Yoga Etiquette: Instructors’ Best Tips
Achieve Zen with these yoga manners lessons.
Yoga may be an internal practice, but it’s also rife with opportunities to get externally annoying. We’ve all seen the girl hitting every innocent bystander on the T with her yoga mat, or the guy getting way too close to his neighbor in warrior one pose. In order to prevent being that person (again), we asked four Boston yoga instructors for their help. Below, we outline yoga etiquette tips that can be applied both in class and in life.
Joanna Benevides, manager at North End Yoga
Keep it clean. “Personal hygiene is a must, for yourself and your yoga materials,” she says, stressing the importance of wiping down your mat and the surrounding area, if necessary, after class.

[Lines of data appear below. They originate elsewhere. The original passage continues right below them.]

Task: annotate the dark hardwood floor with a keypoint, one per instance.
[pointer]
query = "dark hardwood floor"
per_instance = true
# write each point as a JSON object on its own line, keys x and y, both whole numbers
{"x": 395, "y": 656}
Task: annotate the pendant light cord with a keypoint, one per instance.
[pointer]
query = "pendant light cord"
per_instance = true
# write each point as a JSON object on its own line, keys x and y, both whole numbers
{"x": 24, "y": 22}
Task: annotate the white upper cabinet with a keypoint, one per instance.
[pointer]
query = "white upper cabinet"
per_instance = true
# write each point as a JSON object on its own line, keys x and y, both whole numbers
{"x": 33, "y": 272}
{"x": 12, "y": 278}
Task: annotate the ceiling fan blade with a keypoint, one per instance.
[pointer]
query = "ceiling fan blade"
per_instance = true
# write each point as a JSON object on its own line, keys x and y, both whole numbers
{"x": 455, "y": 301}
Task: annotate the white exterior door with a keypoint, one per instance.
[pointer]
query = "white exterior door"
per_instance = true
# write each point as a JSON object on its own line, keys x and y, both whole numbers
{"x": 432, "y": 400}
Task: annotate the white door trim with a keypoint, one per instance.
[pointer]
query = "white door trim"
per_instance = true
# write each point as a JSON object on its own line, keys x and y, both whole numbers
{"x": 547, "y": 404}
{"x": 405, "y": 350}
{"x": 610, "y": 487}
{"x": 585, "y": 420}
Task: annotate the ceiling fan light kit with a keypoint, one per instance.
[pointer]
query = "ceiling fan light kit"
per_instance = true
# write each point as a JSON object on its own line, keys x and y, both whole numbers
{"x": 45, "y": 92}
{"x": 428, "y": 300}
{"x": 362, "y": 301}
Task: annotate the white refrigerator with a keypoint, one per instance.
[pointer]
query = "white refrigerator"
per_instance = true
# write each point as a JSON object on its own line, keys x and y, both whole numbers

Be spatially aware. Benevides says good yogis will move over to make sure everyone fits and avoid stepping on others’ mats, no matter how crowded the class gets.
Stay the whole length of class. And if you absolutely must leave early, at least do it in a way that’s not disruptive. “If you have to leave early, leave before savasana [the final resting pose],” Benevides recommends.
Jill Koontz, co-owner of Bikram Yoga Boston
Eliminate distractions. Koontz says to avoid coming to class chewing gum or wearing watches, gadgets, or ill-fitting clothes. “You are alone on your mat [but also] in a room with several others who are trying to concentrate and meditate,” she says. “Try hard not to become a distraction for anyone else.”
Consider storing your mat. At Bikram Yoga Boston, Koontz says, members are provided with free mats. Even if your studio doesn’t offer such perks, think about keeping your mat there to avoid the dreaded rush-hour-with-a-yoga-mat scenario.
Go with the flow, even if you’re struggling. “Letting go and trusting the process are important in any mindfulness activity. There will be a time for questions later; for the length of your class just go with it,” she says. “Keep it in perspective and call on your sense of humor when necessary.”
Jessica Molleur, owner of OMBE
Don’t be late. “Part of yoga is learning to respect your body and other students around you,” she says. “One of our instructors often tells her students how it is important to show up for yourself by arriving to class on time.”
Invest in carrying equipment for your mat. Molleur recommends straps and bags from eKO Lite to make on-the-go mat carrying easier and less annoying for those sharing the sidewalk (and coveted rush hour spots on the T).
Be open to anything. “Plan on coming to class with an open mind,” Molleur says. “Just like with any new form of exercise, yoga will push your body and mind in unexpected ways.”
Glen Cunningham, co-owner of Sadhana Yoga
Choose your mat wisely. “Keep your big mat at home for your home practice, and bring your smaller foldable mat with you for when you take class,” he suggests. “Maybe rent a studio mat for more padding and put your thinner mat on top.”
Don’t try to impress people. “When you come to a yoga studio, your focus in on mindfulness, not on catering to the ego,” he says, “so just be a good citizen and enjoy the community and your place within it. Nothing more, nothing less.”
Keep it about you. The one thing students should never do, Cunningham says, is compare themselves to others. “Remember,” he says, “this is not a competition.”